Penn has published articles in the Journal for the Study of Pseudepigrapha, Ecclesiastical History, Islamochristiana, Die Religion in Geschichte und Gegenwart, Journal of Early Christian Studies, Hugoye: Journal of Syriac Studies, Duke Journal of Gender Law and Policy, and Coptic Church Review, Studia Patristica, Aramaic Studies in Judaism and Early Christianity, Interdisciplinary Approaches to Islam, and Teaching the Bible.
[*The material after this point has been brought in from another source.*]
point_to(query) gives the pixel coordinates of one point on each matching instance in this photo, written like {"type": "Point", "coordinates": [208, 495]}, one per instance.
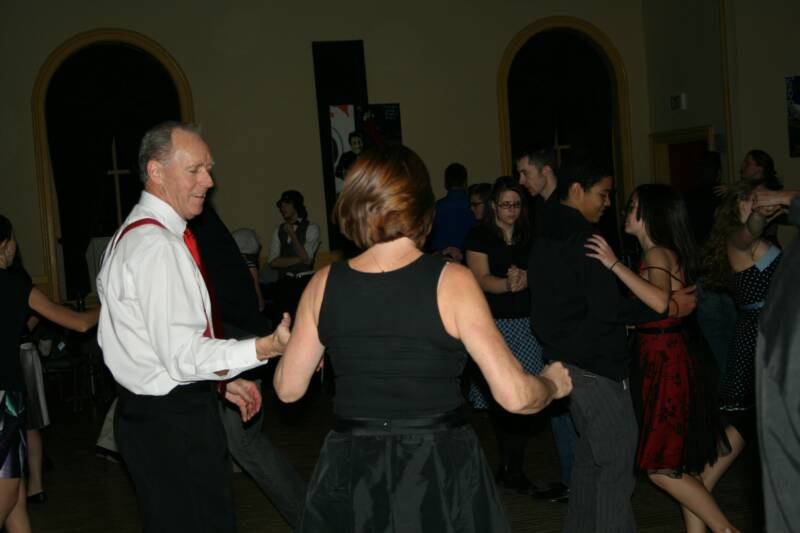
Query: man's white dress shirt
{"type": "Point", "coordinates": [155, 309]}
He has also contributed reviews to the National Women's Studies Journal, Review of Biblical Literature, and Church History.. He has also contributed reviews to National Women's Studies Journal, Review of Biblical Literature, and Church History.
Penn is the recipient of a Kraft-Hiatt Postdoctoral Fellowship in New Testament and Early Christianity; a J. B. Duke Fellowship; a United States Information Agency Fellowship for the Cairo, City of Islam Program; an NEH Summer Fellowship; a Wabash Center Grant for Teaching and Learning; an NEH Faculty Seminar Grant; and a Goethe Institute Fellowship for Summer German Study.
As an undergraduate at Princeton University, Penn studied molecular biology. He previously held research positions at Apple Computers, the Weizmann Institute (Israel), Palo Alto Veterans Hospital, and Ames Research Center, NASA.
Before coming to Mount Holyoke, Penn was a postdoctoral fellow at Brandeis University and taught religion at Haverford College, Bryn Mawr College, and Duke University. He has also been a secondary school teacher; for six years he was the director of forensics at Durham Academy High School, where he ran a nationally competitive high school debate team.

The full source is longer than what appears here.